Когда в твоем доме слышны голоса любимых людей, он сразу становится осмысленным и веселым. Почему семьи так часто несчастны? Неужели на каком-то мистическом кастинге специально подбирают людей, не подходящих друг другу? Франческо и Клаудиа, Андреа и Елена, ее отец и мать… Или в брачном контракте есть особый пункт, в соответствии с которым любовь нужно посыпать нафталином, упрятать в бабушкин сундук и, вооружившись терпением, горькими упреками и нудными нотациями, посвятить себя домашним обязанностям и супружескому долгу. Черт его знает. На ток-шоу и на официальных обедах кто-нибудь всегда утверждает, что любит свою жену (или мужа) как в первый день знакомства. Какая чушь! Лаура никогда в это не верила. Страсть растет, когда нет возможности ее удовлетворить, а привычка убивает страсть. Уж кому, как не Лауре, бывшей любовнице женатого человека, это знать? Снова она одна, снова не у дел. А у кого положение лучше? Объективности не существует, это трюк иллюзионистов, человек всегда осуждает других и слепо верит в то, во что хочет верить. Все, хватит, пора работать. Нужно выбрать какое-нибудь письмо.
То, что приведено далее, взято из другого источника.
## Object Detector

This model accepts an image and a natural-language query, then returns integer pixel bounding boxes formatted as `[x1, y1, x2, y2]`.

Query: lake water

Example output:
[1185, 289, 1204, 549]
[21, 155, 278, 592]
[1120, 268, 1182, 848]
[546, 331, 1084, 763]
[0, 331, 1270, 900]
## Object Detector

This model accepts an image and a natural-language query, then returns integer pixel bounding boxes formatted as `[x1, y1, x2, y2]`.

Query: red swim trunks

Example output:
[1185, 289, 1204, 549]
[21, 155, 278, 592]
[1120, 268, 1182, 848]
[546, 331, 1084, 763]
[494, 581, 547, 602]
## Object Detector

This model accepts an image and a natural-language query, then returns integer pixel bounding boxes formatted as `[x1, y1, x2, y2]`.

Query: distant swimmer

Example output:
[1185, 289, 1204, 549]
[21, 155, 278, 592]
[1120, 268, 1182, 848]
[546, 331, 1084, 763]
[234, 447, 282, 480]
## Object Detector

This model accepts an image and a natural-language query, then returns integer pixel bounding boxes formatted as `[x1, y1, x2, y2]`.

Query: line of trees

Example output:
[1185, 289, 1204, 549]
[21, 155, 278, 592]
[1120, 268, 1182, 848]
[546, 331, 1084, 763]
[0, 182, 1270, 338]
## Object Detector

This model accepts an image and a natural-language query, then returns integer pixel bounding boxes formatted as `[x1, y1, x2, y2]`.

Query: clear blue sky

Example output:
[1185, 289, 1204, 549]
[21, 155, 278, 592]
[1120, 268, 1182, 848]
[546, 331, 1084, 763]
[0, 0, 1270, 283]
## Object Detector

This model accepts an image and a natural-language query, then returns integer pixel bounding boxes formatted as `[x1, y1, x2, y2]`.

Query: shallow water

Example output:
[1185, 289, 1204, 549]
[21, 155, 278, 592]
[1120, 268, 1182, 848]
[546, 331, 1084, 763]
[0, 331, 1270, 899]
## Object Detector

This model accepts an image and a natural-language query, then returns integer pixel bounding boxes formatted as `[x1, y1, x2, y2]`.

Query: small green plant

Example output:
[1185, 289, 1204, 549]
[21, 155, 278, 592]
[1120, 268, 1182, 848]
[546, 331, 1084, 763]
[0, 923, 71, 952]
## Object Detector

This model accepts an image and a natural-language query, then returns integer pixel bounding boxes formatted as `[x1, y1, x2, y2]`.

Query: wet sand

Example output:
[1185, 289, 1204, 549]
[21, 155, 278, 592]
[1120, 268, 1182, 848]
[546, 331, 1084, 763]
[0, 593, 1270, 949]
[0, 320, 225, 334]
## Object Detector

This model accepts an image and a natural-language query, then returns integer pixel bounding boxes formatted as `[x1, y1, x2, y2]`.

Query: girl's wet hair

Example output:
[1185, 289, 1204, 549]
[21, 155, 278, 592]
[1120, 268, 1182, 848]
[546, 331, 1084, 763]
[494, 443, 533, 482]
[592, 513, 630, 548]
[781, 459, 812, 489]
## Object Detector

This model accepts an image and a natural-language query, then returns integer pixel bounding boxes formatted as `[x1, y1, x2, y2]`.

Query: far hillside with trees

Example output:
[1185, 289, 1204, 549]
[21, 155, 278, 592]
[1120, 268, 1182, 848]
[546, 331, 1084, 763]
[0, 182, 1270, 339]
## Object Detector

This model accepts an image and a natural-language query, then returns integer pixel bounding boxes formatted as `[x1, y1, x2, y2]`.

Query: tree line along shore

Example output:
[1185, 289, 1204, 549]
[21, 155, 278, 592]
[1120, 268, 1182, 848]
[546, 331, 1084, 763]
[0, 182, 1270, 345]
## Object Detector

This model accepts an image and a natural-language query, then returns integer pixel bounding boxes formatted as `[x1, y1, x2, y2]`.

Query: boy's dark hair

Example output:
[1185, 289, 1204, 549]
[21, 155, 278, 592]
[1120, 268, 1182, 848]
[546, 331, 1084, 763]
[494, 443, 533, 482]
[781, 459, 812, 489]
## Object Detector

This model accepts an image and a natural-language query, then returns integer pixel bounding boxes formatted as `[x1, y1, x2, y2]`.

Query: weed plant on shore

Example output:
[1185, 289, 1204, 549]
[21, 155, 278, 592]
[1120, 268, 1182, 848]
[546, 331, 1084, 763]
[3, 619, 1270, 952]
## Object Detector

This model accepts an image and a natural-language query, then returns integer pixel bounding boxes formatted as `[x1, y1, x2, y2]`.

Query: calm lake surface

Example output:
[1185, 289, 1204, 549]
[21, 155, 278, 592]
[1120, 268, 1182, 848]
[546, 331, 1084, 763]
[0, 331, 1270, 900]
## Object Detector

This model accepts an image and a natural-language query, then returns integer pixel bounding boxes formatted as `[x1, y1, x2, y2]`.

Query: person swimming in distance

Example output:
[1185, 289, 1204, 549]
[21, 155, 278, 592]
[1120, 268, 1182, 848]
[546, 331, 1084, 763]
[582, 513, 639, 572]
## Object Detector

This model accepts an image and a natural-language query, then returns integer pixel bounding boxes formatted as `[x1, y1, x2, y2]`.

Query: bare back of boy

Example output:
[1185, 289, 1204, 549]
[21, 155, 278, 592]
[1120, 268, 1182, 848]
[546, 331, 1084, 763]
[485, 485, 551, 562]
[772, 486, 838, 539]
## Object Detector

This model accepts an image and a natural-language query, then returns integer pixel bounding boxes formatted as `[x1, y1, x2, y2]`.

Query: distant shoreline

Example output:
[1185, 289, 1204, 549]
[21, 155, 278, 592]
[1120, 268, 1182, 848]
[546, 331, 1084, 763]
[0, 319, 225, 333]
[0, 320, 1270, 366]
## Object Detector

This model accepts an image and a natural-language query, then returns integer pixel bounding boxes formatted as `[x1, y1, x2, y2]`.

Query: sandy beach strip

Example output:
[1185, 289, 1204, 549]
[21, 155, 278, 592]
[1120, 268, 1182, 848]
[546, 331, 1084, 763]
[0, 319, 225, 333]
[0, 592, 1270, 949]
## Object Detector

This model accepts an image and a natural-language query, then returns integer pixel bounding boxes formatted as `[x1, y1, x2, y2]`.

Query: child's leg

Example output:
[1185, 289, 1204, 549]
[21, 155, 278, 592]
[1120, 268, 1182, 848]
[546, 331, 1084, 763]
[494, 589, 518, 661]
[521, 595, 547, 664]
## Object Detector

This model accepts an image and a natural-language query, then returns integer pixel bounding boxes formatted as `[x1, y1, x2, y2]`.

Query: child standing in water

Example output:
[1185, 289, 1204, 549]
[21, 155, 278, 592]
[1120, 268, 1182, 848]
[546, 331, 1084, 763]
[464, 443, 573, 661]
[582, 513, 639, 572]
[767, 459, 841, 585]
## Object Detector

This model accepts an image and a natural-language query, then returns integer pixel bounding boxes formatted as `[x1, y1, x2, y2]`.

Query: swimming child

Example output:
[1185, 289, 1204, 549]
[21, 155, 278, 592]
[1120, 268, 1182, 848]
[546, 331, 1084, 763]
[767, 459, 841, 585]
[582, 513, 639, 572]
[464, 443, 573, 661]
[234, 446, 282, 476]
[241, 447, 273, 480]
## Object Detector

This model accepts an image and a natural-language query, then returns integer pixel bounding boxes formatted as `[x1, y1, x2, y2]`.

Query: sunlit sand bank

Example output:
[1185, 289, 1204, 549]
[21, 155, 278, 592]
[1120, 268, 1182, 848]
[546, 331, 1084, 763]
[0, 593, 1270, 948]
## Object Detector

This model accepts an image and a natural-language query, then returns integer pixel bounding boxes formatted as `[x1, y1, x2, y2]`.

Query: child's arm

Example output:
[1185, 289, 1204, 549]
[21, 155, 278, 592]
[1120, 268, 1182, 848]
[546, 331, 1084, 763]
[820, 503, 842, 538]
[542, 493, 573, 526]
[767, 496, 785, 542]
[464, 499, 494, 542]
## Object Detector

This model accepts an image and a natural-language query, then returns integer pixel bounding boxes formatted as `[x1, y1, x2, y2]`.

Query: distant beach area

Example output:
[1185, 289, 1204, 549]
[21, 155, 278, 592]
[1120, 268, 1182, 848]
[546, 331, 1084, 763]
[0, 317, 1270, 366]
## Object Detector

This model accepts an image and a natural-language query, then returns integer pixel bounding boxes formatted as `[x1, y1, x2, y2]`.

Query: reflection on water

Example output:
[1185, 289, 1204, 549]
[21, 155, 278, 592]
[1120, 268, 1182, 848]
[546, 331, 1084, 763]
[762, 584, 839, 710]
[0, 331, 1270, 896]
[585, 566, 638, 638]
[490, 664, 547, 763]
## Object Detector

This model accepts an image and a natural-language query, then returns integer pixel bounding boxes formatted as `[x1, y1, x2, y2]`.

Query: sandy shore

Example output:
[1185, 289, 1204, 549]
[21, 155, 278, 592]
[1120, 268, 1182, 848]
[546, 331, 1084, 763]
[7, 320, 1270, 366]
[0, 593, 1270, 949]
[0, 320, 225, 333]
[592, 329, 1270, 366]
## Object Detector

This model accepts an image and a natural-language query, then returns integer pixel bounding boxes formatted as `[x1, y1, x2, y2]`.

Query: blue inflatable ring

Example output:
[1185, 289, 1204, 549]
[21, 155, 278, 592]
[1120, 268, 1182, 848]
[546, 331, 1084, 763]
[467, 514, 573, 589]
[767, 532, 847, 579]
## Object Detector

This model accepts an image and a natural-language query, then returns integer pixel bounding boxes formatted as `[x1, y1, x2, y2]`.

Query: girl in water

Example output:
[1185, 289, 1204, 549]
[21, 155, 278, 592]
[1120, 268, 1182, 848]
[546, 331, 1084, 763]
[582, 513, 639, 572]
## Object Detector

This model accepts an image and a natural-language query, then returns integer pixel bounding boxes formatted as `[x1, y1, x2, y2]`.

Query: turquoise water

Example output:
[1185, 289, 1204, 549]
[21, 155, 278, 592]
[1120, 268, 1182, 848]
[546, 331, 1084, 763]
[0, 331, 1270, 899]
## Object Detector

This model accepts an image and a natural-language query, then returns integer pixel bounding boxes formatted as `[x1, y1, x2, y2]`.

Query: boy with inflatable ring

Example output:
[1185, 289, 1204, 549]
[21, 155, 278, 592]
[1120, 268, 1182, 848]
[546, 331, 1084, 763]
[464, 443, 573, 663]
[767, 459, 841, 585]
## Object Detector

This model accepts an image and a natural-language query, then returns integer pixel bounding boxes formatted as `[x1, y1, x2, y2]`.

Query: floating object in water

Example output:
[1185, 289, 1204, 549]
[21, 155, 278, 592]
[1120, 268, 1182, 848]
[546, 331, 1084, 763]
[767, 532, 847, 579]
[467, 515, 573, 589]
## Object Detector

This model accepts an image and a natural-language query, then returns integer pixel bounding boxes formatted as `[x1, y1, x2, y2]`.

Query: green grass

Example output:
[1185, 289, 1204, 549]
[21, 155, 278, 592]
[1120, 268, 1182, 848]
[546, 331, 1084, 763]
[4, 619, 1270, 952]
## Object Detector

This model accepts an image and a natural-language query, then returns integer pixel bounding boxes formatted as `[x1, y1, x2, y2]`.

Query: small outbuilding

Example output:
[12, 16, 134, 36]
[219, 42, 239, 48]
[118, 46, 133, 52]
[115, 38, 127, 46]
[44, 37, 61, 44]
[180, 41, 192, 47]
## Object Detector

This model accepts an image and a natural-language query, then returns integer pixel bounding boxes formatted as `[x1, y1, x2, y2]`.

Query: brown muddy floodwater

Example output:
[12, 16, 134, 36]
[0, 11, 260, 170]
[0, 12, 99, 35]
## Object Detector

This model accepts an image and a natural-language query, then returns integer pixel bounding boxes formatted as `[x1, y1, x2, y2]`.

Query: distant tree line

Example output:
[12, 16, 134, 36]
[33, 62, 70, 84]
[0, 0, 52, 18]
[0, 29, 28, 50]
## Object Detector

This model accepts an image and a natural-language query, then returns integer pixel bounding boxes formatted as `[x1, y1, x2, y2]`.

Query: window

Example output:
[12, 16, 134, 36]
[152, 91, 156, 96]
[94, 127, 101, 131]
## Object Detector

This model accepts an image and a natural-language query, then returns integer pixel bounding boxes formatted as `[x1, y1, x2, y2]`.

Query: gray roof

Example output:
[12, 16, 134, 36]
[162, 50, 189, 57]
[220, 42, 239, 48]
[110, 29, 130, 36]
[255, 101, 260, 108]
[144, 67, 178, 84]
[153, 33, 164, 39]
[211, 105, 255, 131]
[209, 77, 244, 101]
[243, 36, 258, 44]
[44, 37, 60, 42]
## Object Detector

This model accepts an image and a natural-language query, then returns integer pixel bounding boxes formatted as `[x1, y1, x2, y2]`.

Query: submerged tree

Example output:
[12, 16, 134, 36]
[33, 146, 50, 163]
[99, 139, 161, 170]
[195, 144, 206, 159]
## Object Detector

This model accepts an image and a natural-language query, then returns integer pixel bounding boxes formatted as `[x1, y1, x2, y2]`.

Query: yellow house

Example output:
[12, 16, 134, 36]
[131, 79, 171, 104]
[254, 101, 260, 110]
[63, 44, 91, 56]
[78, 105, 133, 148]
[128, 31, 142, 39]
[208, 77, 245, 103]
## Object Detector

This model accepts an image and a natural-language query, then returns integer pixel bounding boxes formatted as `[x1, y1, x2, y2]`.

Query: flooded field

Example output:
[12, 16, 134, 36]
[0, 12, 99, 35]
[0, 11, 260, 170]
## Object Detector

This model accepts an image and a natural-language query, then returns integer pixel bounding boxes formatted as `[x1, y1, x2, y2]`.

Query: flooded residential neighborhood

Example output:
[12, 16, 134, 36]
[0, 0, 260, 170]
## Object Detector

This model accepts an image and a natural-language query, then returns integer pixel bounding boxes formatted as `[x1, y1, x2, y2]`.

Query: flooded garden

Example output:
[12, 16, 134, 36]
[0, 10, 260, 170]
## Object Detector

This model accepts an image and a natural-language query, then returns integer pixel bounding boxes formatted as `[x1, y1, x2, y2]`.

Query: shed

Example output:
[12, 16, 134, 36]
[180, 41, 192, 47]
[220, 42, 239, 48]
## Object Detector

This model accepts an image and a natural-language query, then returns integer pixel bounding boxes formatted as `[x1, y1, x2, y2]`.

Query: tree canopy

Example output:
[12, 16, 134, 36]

Лаура быстро просматривала все письма, ища или необычный почерк, или смешное начало, или интересную подробность. А можно выбрать письмо, написанное на бумаге самого подходящего к ее настроению цвета. Ей самой казалось сомнительной радостью попасться в руки такой никудышной советчицы, как она. Но, черт побери, не так-то просто поймать за хвост удачу.
Рим, обычный день, в отчаянии
Привет, Лаура!
Меня зовут Сара (если опубликуешь письмо, измени имя), я девушка по вызову (именно так). Я думаю, мы примерно одного возраста, поэтому обращаюсь на «ты», хотя между нами огромная пропасть двух непохожих жизней (ты, должно быть, гордишься своей, а я не могу не стыдиться моей).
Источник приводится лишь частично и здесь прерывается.